DESCRIPTION (provided by applicant): Herpes simplex virus type 1 (HSV-1) is a major cause of corneal blindness. In humans, corneal disease results from repeated reactivation of HSV-1 from a latent (quiescent) state that was established in the host sensory ganglia at the time of primary infection. Recent findings from several laboratories, including ours, challenge the general supposition that a lack of viral protein synthesis during HSV-1 latency precludes immune detection of latently infected neurons and immune modulation of the latent state. Rather, these findings give rise to a dynamic model of latency in which many reactivation attempts are aborted by a preemptive CD8+ T cell response in the latently infected ganglia. Our underlying hypothesis is that gene expression during latency allows ganglionic CD8+T cells to provide a 'just in time' mechanism to inhibit virus production in vivo. In this proposal, the concepts of antigen expression during latency and the enhancement of the immune-mediated maintenance of viral latency will be explored. Specific Aim 1 will test the hypothesis that gene expression occurs in the TG during latency and induced reactivation without the production of infectious virus and 'true late' viral genes. We will derive recombinant HSV-1 that regulate two fluorescent proteins from different candidate viral promoters. Mice will be infected through the corneal route to establish latency. In conjunction with confocal imaging techniques, we will identify HSV-1 promoter activities in the TG of latently infected and reactivation-induced mice. Our model predicts that specific HSV-1 promoters are active during murine latency in the absence of late (gamma-2) genes and infectious virus. In Specific Aim 2, we will test the hypothesis that immune infiltration of CD8+ T cells into the ganglia, and the protection they afford from reactivation, can be enhanced by persistent expression of viral epitopes in latently infected neurons. Viruses will be developed which express multimers of an immunodominant peptide under latency active promoters. Mice latently infected with such viruses will be assessed for CD8+ T cell infiltration and resistance to induced reactivation. Such studies will establish foundations for the design of vaccines to augment immune regulation of latency and reactivation.

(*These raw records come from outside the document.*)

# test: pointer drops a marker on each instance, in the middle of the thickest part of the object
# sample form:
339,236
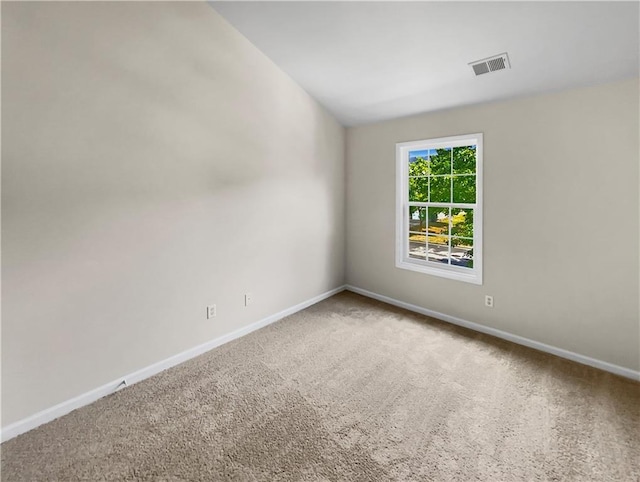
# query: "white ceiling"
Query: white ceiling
371,61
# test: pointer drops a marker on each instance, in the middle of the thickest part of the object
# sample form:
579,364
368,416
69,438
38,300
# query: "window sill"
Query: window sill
433,269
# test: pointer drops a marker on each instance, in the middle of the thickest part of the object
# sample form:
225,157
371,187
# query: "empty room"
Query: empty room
320,241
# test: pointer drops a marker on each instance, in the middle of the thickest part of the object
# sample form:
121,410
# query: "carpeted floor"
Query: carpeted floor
350,389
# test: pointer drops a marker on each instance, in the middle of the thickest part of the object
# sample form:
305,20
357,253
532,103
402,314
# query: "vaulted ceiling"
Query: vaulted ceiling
371,61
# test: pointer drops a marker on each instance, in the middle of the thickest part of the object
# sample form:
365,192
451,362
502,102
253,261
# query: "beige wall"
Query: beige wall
560,212
154,162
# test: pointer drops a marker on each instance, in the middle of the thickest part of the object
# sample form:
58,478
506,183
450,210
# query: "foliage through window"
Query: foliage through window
439,207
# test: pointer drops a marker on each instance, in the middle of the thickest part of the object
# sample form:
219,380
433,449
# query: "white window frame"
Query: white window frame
403,261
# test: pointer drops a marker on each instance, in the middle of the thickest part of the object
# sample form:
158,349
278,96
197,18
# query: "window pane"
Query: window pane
440,161
464,189
438,249
462,252
438,221
464,160
417,219
418,189
441,189
418,163
417,246
462,223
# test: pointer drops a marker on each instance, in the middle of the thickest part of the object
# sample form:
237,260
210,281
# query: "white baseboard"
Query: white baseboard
569,355
49,414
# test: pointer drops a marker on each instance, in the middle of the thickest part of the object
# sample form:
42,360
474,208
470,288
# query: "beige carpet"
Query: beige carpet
350,389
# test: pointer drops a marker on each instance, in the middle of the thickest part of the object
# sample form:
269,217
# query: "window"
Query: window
439,207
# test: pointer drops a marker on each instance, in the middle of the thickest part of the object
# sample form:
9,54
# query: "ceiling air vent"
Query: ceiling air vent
491,64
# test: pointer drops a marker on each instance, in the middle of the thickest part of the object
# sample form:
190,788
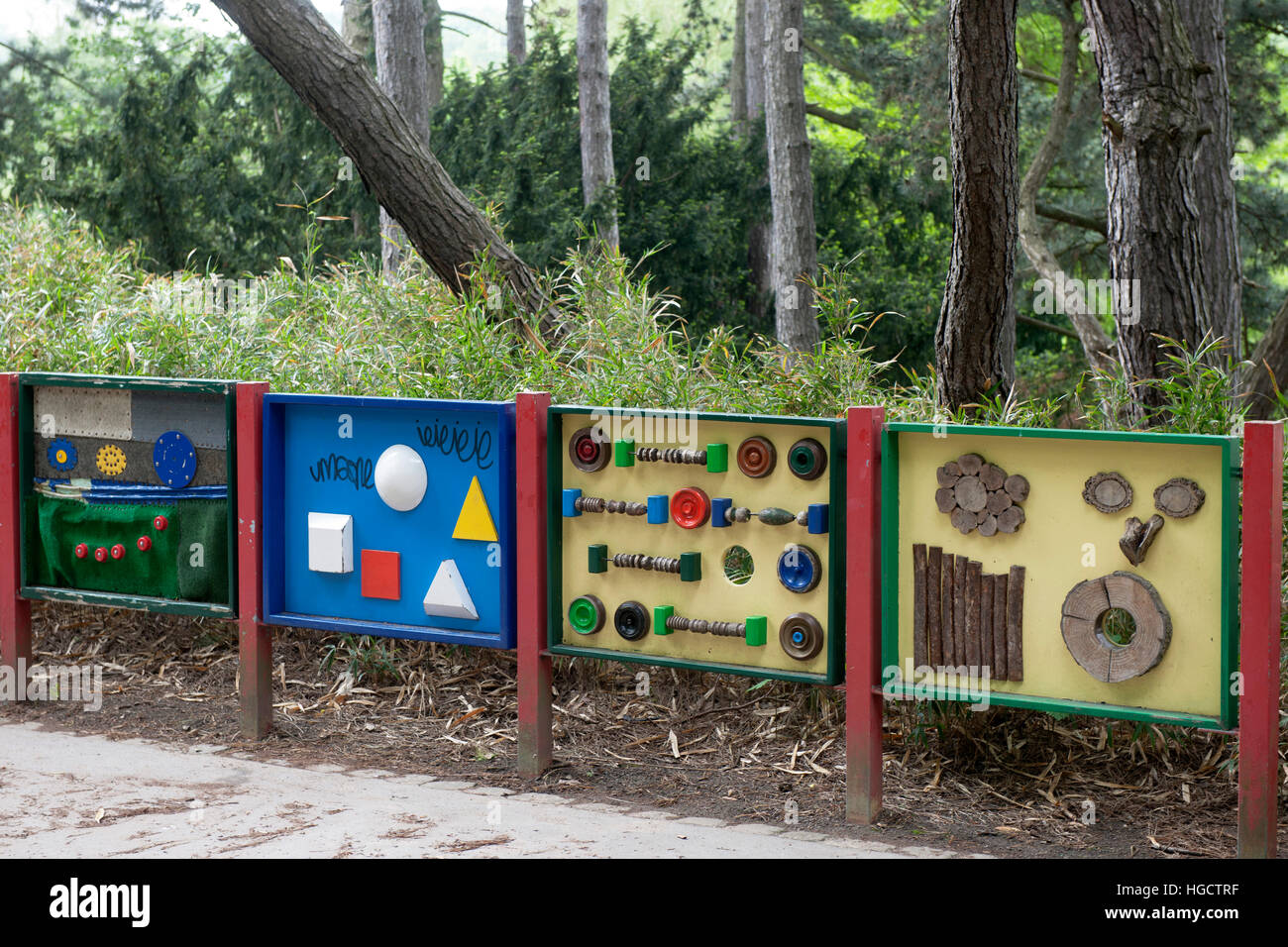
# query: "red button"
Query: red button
691,508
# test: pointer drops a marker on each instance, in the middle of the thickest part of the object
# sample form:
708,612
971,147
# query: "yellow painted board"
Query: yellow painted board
713,598
1065,541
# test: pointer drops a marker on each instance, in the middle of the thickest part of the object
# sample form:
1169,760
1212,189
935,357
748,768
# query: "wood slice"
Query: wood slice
1016,624
1010,519
934,577
986,625
992,475
918,603
945,611
1018,487
1000,672
958,609
970,599
1000,501
1108,492
970,493
1179,497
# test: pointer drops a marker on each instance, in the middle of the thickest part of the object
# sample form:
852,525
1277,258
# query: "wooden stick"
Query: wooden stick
1016,625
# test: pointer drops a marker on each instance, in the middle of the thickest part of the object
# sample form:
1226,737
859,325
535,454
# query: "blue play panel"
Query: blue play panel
390,517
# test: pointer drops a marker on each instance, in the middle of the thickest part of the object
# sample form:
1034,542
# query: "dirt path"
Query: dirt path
90,796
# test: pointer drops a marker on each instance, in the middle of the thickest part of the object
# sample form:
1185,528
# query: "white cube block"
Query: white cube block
330,543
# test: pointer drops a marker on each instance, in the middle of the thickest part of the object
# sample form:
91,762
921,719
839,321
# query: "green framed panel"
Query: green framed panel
1192,569
797,567
125,416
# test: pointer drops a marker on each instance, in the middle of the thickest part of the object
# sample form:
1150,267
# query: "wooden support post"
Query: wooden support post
535,736
14,611
863,615
256,639
1260,646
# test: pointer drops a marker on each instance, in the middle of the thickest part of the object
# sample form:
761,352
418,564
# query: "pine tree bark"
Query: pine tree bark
1096,344
434,52
402,174
794,258
597,178
515,33
1150,137
399,31
975,337
1214,184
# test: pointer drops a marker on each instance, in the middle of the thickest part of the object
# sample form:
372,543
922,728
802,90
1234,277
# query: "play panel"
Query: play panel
697,540
1087,573
390,517
127,486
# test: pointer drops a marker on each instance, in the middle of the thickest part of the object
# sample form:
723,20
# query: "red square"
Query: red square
380,575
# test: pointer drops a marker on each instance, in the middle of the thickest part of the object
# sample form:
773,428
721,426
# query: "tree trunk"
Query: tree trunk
515,37
791,188
1096,344
758,232
1214,184
400,172
1150,137
434,52
975,337
597,178
399,30
738,69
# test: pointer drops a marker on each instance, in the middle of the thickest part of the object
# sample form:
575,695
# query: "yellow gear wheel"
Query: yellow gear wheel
111,460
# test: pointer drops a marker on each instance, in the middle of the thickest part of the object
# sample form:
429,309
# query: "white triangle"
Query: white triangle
447,595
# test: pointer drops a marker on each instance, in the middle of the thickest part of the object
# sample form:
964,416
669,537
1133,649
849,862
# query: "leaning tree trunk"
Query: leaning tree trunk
791,188
399,29
975,337
1214,184
434,52
402,174
597,178
515,35
1150,137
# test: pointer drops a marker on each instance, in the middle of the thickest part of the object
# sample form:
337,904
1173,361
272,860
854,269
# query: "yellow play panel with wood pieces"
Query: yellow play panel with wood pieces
1094,626
726,600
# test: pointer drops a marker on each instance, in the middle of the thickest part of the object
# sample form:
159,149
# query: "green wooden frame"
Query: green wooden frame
836,545
1231,460
26,471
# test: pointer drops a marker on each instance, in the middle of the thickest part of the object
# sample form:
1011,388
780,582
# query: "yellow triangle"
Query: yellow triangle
476,519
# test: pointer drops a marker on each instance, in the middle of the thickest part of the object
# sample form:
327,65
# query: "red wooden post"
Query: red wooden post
535,737
256,639
1260,607
14,611
863,615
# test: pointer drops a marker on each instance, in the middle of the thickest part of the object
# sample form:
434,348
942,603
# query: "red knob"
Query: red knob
691,508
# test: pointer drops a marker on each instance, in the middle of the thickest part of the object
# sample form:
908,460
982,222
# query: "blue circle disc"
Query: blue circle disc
174,459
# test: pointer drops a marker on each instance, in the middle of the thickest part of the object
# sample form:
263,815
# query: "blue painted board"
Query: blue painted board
321,454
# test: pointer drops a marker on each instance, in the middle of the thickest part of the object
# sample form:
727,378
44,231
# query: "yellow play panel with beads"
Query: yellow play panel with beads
1064,541
715,596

描述（由申请人提供）：1 型单纯疱疹病毒 (HSV-1) 是导致角膜失明的主要原因。在人类中，角膜疾病是由于 HSV-1 从初次感染时在宿主感觉神经节中建立的潜伏（静止）状态反复重新激活所致。包括我们在内的多个实验室的最新研究结果对以下普遍假设提出了挑战：HSV-1 潜伏期病毒蛋白合成的缺乏阻碍了对潜伏感染神经元的免疫检测和潜伏状态的免疫调节。相反，这些发现产生了一个动态潜伏模型，其中许多重新激活尝试都被潜伏感染神经节中先发制人的 CD8+ T 细胞反应所中止。我们的基本假设是，潜伏期的基因表达允许神经节 CD8+T 细胞提供“及时”机制来抑制体内病毒的产生。在该提案中，将探讨潜伏期抗原表达的概念以及增强免疫介导的病毒潜伏期维持。具体目标 1 将检验以下假设：基因表达发生在潜伏期间的 TG 中，并诱导重新激活，而不会产生传染性病毒和“真正的晚期”病毒基因。我们将从不同的候选病毒启动子中衍生出调节两种荧光蛋白的重组HSV-1。小鼠将通过角膜途径被感染以建立潜伏期。结合共聚焦成像技术，我们将鉴定潜伏感染和重新激活小鼠的 TG 中的 HSV-1 启动子活性。我们的模型预测，在缺乏晚期 (gamma-2) 基因和传染性病毒的情况下，特定的 HSV-1 启动子在小鼠潜伏期是活跃的。在具体目标 2 中，我们将测试以下假设：CD8+ T 细胞免疫浸润到神经节中，以及它们提供的免于重新激活的保护，可以通过病毒表位在潜伏感染神经元中的持续表达来增强。将开发在潜伏活性启动子下表达免疫显性肽多聚体的病毒。将评估潜伏感染此类病毒的小鼠的 CD8+ T 细胞浸润和对诱导再激活的抵抗力。此类研究将为疫苗设计奠定基础，以增强潜伏期和再激活的免疫调节。